著者:Hint-Pot編集部・出口 夏奈子

人気を呼ぶ清酒「百合仕込み」の原点 幼少期に知ったお酒の匂い

 次に井上さんは「地元の米を使ってこそ、本当の地酒なのではないか」と考えました。そこで、蔵の前に広がる田んぼで米作りを開始。その米を使って一から手造りした清酒には「百合仕込み」と自身の名前を冠しています。

自分の名前を冠した「百合仕込み」は地元産の米を使用【写真提供:井上百合】
自分の名前を冠した「百合仕込み」は地元産の米を使用【写真提供:井上百合】

「百合仕込み」の原点はまず、井上さんの幼少期にさかのぼります。その昔、女性は蔵に入れない時代がありました。

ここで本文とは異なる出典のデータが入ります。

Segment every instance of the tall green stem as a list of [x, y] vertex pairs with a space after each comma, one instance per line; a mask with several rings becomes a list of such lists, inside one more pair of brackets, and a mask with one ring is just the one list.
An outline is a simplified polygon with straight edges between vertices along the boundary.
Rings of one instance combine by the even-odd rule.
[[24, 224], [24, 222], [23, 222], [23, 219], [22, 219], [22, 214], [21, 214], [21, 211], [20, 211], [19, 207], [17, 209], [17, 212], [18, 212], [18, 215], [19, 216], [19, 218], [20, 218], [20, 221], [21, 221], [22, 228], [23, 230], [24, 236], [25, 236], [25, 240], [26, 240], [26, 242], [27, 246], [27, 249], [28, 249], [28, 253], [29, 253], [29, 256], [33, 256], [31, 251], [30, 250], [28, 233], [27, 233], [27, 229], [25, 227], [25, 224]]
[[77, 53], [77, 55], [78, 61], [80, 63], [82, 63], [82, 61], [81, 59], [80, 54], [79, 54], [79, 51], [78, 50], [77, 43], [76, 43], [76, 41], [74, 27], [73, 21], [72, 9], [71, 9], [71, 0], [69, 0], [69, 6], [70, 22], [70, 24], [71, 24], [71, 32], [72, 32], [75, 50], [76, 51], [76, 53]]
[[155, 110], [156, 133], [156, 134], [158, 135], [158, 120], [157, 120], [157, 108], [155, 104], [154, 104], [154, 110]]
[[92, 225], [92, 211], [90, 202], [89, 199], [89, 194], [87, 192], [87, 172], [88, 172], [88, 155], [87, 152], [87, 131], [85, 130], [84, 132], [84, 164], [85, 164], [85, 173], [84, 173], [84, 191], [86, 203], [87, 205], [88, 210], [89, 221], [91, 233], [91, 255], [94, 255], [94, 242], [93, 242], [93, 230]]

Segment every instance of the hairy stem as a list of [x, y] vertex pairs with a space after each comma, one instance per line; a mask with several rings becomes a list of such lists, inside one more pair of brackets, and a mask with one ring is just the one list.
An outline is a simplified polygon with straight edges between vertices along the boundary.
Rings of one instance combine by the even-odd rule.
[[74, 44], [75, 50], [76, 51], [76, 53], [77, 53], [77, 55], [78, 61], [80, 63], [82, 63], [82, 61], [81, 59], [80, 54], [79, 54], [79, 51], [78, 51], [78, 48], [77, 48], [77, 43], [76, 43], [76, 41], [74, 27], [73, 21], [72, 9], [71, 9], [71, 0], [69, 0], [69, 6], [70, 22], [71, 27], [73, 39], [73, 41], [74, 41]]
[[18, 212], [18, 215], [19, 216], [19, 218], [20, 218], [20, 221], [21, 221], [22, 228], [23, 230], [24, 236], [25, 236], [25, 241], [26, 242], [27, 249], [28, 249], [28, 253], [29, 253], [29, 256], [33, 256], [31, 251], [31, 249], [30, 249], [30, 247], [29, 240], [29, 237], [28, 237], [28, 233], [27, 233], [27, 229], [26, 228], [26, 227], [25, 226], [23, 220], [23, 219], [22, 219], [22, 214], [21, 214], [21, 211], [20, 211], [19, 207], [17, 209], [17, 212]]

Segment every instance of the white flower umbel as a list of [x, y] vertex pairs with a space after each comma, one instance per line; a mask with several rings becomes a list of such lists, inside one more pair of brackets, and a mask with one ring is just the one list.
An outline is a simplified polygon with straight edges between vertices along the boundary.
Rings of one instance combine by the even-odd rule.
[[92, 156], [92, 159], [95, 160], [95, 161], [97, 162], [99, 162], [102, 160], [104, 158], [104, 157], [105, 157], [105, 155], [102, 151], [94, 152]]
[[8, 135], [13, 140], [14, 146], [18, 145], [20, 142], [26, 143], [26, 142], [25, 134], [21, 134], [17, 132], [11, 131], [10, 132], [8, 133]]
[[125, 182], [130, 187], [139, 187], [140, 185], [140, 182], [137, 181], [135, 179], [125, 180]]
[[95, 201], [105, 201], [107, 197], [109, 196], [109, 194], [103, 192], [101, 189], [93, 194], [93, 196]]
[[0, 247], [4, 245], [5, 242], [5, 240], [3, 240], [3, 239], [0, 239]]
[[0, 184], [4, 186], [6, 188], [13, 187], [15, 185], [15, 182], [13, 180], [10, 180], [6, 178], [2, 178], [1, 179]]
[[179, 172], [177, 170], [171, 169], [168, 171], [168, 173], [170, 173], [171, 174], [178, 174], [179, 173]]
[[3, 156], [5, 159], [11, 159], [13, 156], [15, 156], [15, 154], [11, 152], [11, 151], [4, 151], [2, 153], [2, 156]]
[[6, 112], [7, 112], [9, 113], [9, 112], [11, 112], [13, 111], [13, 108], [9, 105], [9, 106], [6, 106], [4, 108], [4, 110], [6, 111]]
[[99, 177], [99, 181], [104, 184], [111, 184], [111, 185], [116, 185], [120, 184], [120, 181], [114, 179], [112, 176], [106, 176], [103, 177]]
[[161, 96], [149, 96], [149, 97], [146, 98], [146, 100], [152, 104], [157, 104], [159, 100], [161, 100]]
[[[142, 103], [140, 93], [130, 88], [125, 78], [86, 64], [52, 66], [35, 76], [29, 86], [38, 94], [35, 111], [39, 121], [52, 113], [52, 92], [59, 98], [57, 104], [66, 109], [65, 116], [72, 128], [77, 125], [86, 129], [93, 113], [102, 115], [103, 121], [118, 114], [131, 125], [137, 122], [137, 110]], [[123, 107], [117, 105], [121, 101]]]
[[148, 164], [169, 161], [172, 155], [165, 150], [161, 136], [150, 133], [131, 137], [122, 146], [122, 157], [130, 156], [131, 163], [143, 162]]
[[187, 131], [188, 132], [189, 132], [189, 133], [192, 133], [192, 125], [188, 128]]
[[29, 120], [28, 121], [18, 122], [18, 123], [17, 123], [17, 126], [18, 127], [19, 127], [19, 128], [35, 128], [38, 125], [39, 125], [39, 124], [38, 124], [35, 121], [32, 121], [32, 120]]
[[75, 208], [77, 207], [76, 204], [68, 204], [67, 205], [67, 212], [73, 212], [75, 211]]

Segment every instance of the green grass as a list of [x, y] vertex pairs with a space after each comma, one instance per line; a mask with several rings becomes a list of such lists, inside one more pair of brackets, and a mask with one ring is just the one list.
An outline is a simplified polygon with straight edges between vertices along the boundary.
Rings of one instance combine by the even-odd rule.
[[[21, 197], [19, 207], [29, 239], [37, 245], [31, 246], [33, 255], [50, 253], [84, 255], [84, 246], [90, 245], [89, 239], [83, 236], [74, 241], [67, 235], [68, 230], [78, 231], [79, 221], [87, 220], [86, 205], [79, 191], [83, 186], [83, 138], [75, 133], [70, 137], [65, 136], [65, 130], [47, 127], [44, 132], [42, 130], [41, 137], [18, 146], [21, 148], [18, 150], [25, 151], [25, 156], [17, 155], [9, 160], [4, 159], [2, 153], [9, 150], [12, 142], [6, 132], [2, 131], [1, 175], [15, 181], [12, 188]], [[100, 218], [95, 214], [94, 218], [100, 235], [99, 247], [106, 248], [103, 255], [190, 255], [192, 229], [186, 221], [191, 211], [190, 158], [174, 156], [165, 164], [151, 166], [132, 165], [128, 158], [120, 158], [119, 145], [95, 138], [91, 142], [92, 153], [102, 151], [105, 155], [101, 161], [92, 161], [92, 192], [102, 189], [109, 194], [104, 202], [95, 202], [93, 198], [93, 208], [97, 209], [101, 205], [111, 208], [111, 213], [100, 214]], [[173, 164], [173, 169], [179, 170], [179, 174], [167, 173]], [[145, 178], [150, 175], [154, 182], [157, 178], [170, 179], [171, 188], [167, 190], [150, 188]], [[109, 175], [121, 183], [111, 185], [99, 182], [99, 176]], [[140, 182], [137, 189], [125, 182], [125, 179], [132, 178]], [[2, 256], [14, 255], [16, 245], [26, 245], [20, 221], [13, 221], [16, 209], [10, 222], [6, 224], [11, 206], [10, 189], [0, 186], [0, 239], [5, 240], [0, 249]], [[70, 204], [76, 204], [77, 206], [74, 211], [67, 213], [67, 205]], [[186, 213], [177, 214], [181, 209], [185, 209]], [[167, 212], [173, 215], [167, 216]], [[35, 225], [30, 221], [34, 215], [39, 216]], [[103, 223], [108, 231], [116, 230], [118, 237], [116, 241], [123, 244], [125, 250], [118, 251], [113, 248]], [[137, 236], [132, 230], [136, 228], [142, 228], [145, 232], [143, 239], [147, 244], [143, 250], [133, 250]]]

「線が引いてあって、『あなたはここから先には入ってはいけません』と言われていました。でも毎日、嗅ぎたくなる匂いが蔵の奥から漂ってくるわけです。それが何なのか、当時は分かりませんでしたが……」

 それでも井上さんは蔵に毎日通い、線のギリギリまで歩を進めては、思いっきり匂いを吸い込んでいました。大人になってその匂いと酒の味が一致した時は、泣くほど感動したのだそうです。また結婚後の井上さんは、専業主婦として家族のための食事を20年間作り続けました。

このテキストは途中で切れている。